En cuanto a Kirkland, sentía cierto respeto por él. Lo mejor que podía esperar mientras él estuviera al mando era el puesto de segundo de a bordo. Eso podía satisfacerla. Casi podría considerarlo un triunfo: un puesto único dado que era una mujer. Se había deshecho de Martha. Sólo quedaba Mary Norton como obstáculo. Y sería fácil quitársela de encima. Un par de filtraciones sobre sus amigas lesbianas y el electorado empezaría a dudar. Después encontraría algo más. Quizá no estaba todo perdido. Quizá no. Todavía podía volver. Podía. Debía…

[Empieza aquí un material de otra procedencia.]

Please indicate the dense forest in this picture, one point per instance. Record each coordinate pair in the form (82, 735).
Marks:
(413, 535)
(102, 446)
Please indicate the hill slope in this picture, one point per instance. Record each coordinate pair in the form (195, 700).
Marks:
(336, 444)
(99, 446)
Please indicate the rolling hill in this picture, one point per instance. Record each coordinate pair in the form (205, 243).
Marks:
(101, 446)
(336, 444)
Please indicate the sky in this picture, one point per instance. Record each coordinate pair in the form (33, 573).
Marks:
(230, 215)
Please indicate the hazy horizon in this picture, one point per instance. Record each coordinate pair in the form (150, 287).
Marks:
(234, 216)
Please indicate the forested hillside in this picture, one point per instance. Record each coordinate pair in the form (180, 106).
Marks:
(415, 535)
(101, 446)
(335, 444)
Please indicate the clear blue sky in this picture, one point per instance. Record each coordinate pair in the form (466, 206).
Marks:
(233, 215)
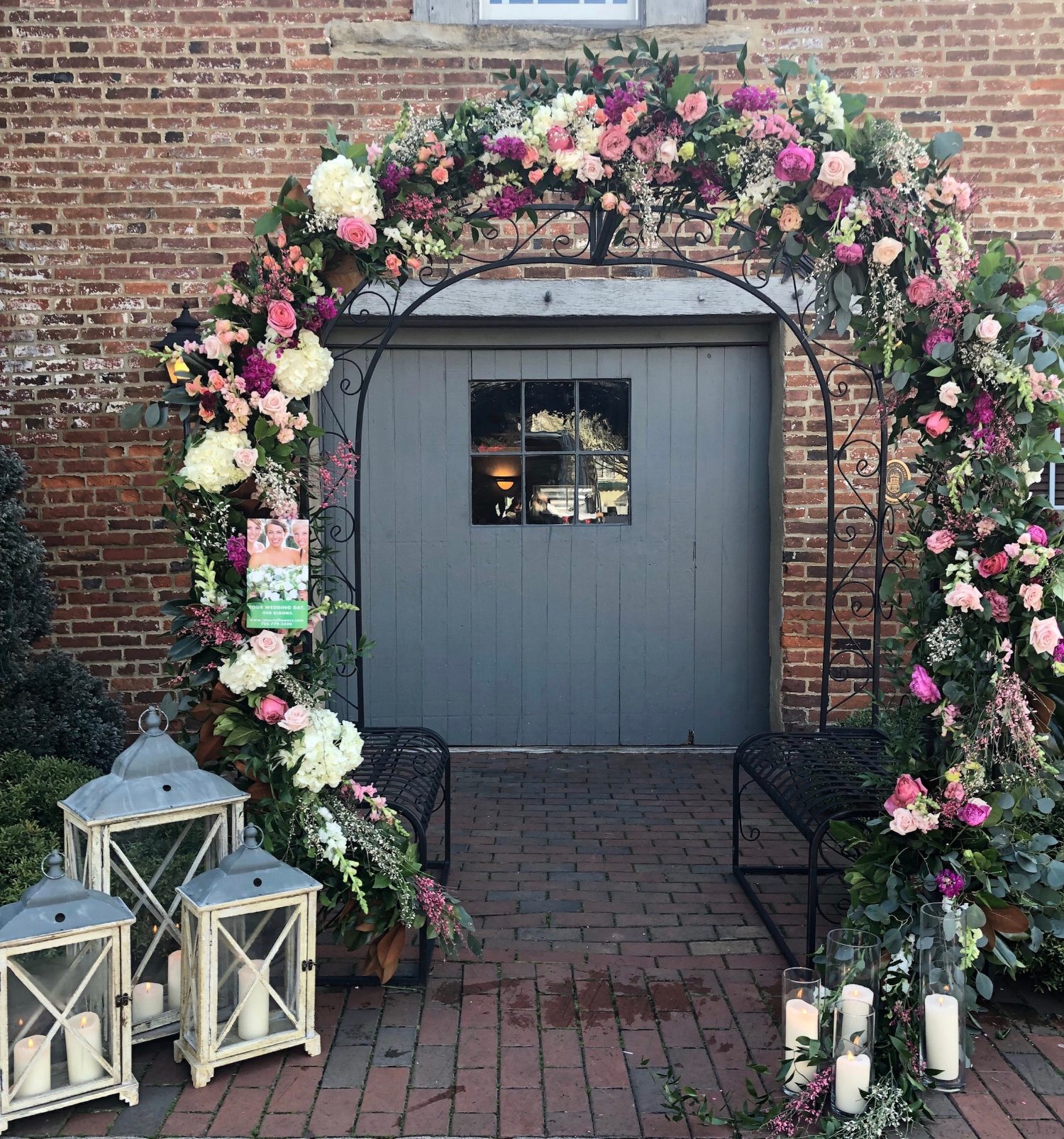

– La señora Frean se ha dormido -informó la enfermera al psiquiatra, diez minutos después-. El sedante ha hecho efecto. Le avisaré si se produce algún cambio.

Smith Cosmetics había dado las gracias a Fergus por su mensaje y había dicho que buscaría a otra chica. Decían que, en el caso improbable de que no encontraran a nadie, se pondrían en contacto con él por si Kate cambiaba de opinión. También decían que podía haber cierto margen para negociar la cuestión financiera, pero que no podían hacer nada respecto al tema publicidad del contrato, que según Fergus era lo que más preocupaba a Kate.

– Como sabe, la prensa decide por su cuenta lo que publica.

Era una respuesta cordial y elegante, pensó Fergus, teniendo en cuenta el dinero y el tiempo que habían invertido en Kate, un testimonio de lo mucho que deseaban contratarla. Aún la querían. Eso le consoló un poco. Las cosas podían cambiar. Fergus era un optimista sin remedio.

Clio se pasó el domingo haciendo compañía a Jocasta. La encontró de un humor extraño, en una montaña rusa emocional, tan pronto sobreexcitada como hecha un mar de lágrimas. Dijo que intentaba decidir lo que debía hacer, que tenía que volver a trabajar, hacer algo diferente, y cuando le preguntó qué, dijo vagamente que había pensado en inmobiliarias o tal vez interiorismo. Clio le había dicho que era una idea excelente, más que nada porque era inútil discutir. No se podía razonar con ella.